Creators, Put Your Content To Work

Contact us using the form below to let us know that you are interested in contributing to ArtFair’s data pool. We will reach out to discuss how your content can start working for you.

FAQs for Creators

  • Training data is a set of examples that show a computer program how to do something. After looking at enough examples, the program begins to infer how to succeed at a given task.

  • The exact way that an AI model learns from your content will vary by project. One common way that AI models learn from your content involves breaking it down into smaller units that it can recognize, called tokens. Different models can have their own ways of converting content excerpts into tokens. ArtFair’s transformation process breaks down your content into small pieces that are ready to begin the “tokenization” processes for a variety of AI training workflows. We also sort segments of your content into categories so that scientists can select the pieces that are most useful for their projects.

    Other projects pair your content with labels and descriptions about what is in it to teach an AI how to recognize specific things. For example, labeling a video clip that shows a person talking to the camera with whether that person looks happy, sad, angry, or afraid can help teach an AI model to recognize facial expressions. Even if your content does not come with labels like that, it can still give scientists a starting point where they can add their own labels.

  • In short, a lot 😊. While some AI projects are looking to license as much human-generated content as possible for training, others are looking for targeted types of content to make their models smarter in specific areas.

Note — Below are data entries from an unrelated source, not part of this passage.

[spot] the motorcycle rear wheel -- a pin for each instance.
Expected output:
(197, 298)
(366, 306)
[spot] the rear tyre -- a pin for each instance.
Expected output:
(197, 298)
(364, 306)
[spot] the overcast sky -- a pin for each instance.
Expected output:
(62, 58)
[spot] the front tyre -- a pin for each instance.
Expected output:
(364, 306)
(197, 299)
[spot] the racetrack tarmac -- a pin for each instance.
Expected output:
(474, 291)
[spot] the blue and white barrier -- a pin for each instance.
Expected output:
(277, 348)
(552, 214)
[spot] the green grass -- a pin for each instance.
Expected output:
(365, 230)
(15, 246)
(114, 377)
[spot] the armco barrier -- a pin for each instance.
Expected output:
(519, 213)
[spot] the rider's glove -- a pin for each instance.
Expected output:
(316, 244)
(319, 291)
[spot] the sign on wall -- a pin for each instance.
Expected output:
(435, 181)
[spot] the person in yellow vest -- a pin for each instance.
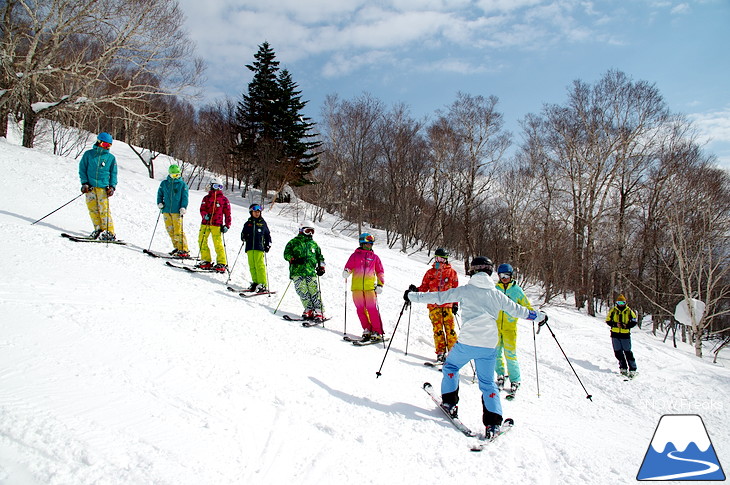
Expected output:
(622, 319)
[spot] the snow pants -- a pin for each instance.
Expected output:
(307, 288)
(366, 304)
(483, 358)
(98, 204)
(257, 265)
(508, 344)
(220, 249)
(174, 226)
(444, 336)
(623, 353)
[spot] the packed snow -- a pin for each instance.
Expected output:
(115, 369)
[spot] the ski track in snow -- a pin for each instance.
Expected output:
(116, 369)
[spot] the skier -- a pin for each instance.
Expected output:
(216, 213)
(255, 234)
(480, 302)
(441, 277)
(507, 327)
(172, 199)
(367, 283)
(306, 265)
(98, 174)
(622, 319)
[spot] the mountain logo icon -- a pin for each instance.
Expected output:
(681, 450)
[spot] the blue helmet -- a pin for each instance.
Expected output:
(505, 268)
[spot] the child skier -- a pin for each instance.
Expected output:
(622, 319)
(507, 327)
(367, 283)
(216, 213)
(480, 301)
(255, 234)
(441, 276)
(98, 174)
(306, 265)
(172, 199)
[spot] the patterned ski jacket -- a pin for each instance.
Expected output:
(216, 204)
(515, 293)
(440, 277)
(255, 234)
(621, 321)
(366, 269)
(98, 168)
(174, 194)
(304, 256)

Here are a few examples of projects that our team has seen where your content could be useful:

    Speech Models – Speech recognition models learn from listening to thousands of hours of spoken audio, paired with transcripts of what the people in that audio said. Even if it’s just a few friends chatting on a podcast or a video stream, exposing AI models to spoken content gives it more examples of how to understand human speech. The same types of content can even teach models to generate their own speech.

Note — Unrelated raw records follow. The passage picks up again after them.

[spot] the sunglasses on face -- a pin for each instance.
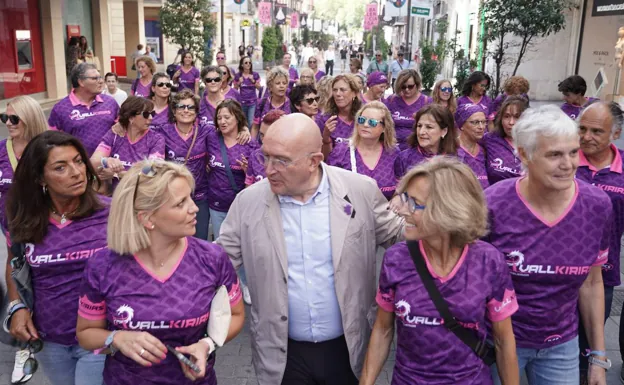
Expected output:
(14, 119)
(371, 122)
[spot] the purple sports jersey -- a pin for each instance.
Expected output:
(177, 148)
(151, 145)
(265, 105)
(548, 261)
(478, 290)
(57, 265)
(407, 159)
(138, 88)
(382, 172)
(87, 123)
(343, 130)
(188, 78)
(122, 291)
(255, 170)
(248, 94)
(476, 163)
(611, 181)
(501, 161)
(220, 191)
(403, 115)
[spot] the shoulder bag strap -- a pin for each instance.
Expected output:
(468, 337)
(226, 162)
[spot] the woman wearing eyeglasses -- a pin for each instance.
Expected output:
(443, 95)
(434, 134)
(472, 123)
(153, 287)
(248, 83)
(187, 75)
(53, 209)
(405, 103)
(445, 213)
(372, 149)
(115, 154)
(474, 90)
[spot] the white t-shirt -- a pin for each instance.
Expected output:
(120, 95)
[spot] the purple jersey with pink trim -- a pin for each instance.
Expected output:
(248, 90)
(382, 172)
(611, 181)
(548, 261)
(478, 290)
(264, 106)
(403, 115)
(501, 161)
(87, 123)
(476, 164)
(119, 289)
(255, 170)
(220, 192)
(176, 149)
(407, 159)
(57, 265)
(188, 79)
(343, 130)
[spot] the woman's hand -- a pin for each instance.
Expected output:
(199, 356)
(22, 327)
(142, 347)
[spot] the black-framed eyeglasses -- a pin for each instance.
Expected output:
(14, 119)
(411, 204)
(371, 122)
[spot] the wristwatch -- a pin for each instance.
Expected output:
(605, 364)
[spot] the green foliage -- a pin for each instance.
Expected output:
(189, 24)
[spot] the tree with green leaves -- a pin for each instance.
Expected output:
(190, 25)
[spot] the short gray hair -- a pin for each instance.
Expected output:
(548, 121)
(79, 72)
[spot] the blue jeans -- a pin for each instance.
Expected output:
(249, 112)
(70, 365)
(557, 365)
(217, 218)
(203, 220)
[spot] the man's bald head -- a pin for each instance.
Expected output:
(297, 132)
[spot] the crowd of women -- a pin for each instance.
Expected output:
(518, 264)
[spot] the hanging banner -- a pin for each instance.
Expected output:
(264, 13)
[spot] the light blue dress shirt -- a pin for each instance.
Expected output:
(313, 310)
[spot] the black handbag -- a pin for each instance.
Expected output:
(481, 348)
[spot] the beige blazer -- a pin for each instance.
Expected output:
(253, 236)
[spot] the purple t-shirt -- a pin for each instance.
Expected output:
(407, 159)
(382, 172)
(248, 94)
(611, 181)
(478, 290)
(119, 289)
(343, 130)
(176, 148)
(220, 192)
(188, 79)
(548, 261)
(57, 265)
(403, 115)
(476, 163)
(265, 106)
(87, 123)
(141, 89)
(255, 170)
(501, 161)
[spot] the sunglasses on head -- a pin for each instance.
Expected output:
(13, 118)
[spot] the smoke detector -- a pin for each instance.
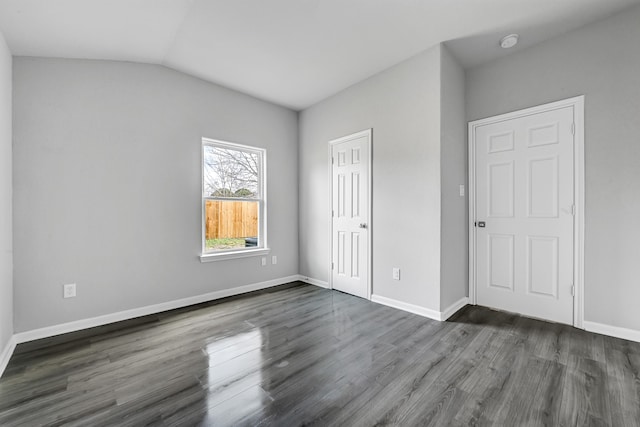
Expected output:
(509, 41)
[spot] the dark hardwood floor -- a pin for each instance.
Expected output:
(301, 355)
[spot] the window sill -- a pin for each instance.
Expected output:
(233, 255)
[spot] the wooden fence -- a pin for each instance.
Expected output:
(230, 219)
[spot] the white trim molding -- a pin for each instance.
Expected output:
(579, 191)
(78, 325)
(453, 308)
(315, 282)
(6, 354)
(612, 331)
(421, 311)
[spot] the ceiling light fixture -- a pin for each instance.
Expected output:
(509, 41)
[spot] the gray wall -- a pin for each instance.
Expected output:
(601, 61)
(107, 186)
(454, 264)
(402, 105)
(6, 246)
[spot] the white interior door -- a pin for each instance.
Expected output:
(350, 195)
(525, 214)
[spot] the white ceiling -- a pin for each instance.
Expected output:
(291, 52)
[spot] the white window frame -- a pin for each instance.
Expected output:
(262, 248)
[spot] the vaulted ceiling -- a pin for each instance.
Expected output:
(290, 52)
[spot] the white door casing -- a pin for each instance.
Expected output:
(526, 192)
(350, 161)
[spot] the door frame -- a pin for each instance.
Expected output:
(579, 196)
(369, 134)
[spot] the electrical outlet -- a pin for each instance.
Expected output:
(69, 290)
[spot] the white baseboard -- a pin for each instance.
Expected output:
(422, 311)
(7, 353)
(78, 325)
(453, 308)
(314, 282)
(612, 331)
(411, 308)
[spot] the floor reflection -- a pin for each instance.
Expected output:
(233, 378)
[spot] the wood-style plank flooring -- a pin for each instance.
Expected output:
(301, 355)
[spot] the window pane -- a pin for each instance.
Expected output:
(230, 224)
(230, 173)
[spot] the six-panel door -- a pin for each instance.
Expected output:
(525, 197)
(350, 202)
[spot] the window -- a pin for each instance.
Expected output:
(233, 200)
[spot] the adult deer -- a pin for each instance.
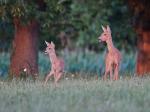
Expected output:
(57, 64)
(113, 56)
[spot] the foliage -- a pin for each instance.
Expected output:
(80, 18)
(126, 95)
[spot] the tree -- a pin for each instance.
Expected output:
(28, 17)
(142, 27)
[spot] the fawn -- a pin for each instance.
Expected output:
(113, 56)
(57, 65)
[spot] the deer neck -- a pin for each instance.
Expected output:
(110, 45)
(53, 57)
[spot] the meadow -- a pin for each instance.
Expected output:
(79, 90)
(78, 95)
(84, 62)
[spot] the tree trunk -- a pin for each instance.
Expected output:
(143, 56)
(141, 24)
(24, 57)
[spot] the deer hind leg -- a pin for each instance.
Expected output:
(58, 76)
(116, 71)
(107, 70)
(48, 76)
(111, 71)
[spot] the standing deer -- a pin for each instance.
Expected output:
(57, 65)
(113, 56)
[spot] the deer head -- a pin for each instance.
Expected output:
(50, 49)
(106, 35)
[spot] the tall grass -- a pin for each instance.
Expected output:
(76, 96)
(75, 61)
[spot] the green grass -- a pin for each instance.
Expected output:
(75, 61)
(79, 95)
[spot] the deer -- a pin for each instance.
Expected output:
(113, 55)
(57, 64)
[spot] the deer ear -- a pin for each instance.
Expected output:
(47, 43)
(103, 28)
(108, 29)
(52, 44)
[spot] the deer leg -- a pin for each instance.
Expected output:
(111, 77)
(47, 77)
(116, 72)
(58, 76)
(107, 69)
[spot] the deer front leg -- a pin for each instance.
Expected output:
(58, 76)
(48, 76)
(116, 72)
(111, 71)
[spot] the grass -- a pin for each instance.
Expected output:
(78, 95)
(75, 61)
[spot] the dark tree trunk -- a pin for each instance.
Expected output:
(141, 24)
(25, 49)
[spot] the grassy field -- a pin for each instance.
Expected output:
(79, 95)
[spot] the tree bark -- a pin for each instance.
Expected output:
(141, 17)
(24, 55)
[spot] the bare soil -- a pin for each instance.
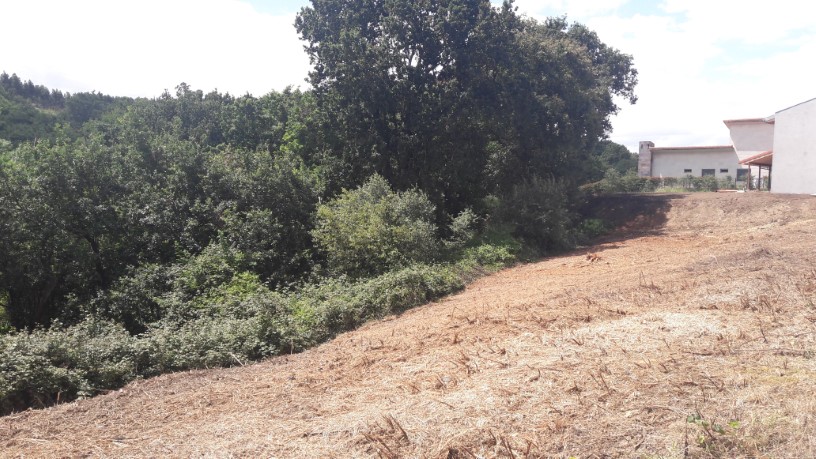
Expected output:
(689, 332)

    Large Language Models (“LLMs”) – Models in this family, like what you see in ChatGPT, learn how to write text by reading what people have written across a wide range of topics. Even if you are producing audio or video content, the transcripts and closed captions from that content produce useful text for LLMs to read. The ways people phrase things in spoken language can be very different from how they write in books, blogs, and articles, so your audio/video content can help these models learn how to chat and understand in a whole new way.

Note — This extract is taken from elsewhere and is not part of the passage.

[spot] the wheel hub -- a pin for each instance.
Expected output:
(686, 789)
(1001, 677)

    Video Generation – The latest generative AI models can produce videos based on a short text prompt. To make video that looks realistic, these models need to watch a lot of footage and learn from what they see. Video clips paired with summaries of what is happening in the clip are especially useful for this, but even videos without summaries can give scientists a starting point in their training workflows.

  • While some AI projects are looking to license as much human-generated content as possible for training, others are looking for targeted types of content to make their models smarter in specific areas. Whether any given scientist decides to license all, some, or none of your content for a given project will depend on 1) how unique your content is, 2) what topics are covered in it, and 3) how accurately you’ve labelled it.

    Uniqueness – AI models learn better when they look at a wide range of different examples. For example, if an AI is trying to improve its speech recognition, it will learn best by listening to a wide variety of accents and unique words. If your content includes aspects that are underrepresented in our dataset, you might see it get licensed more frequently.

    Topics – For scientists trying to improve their AI models’ fluency on a specific subject, they might want to license creative content that specifically discusses that topic. Those topics could be broad (e.g., sports, science, politics) or narrow (e.g., thoracic surgery, competitive Super Smash Bros., inventory management strategies in consumer electronics). Content that discusses certain topics might get licensed for AI training projects more often than others based on demand for those subjects.

    Accuracy – When you upload your content to ArtFair’s data pool, it includes labels you applied to that content when you produced it, such as tags, alt-text, synopsis blurbs, and closed captions. These labels are especially powerful for certain types of AI training. We quality check the data you upload and score its accuracy when listing it on ArtFair’s marketplace. The more accurate your content’s labels are, the more likely your data will be to surface for a scientist looking to license it. We will surface any quality issues we find to you so that your work has the best chance of getting seen.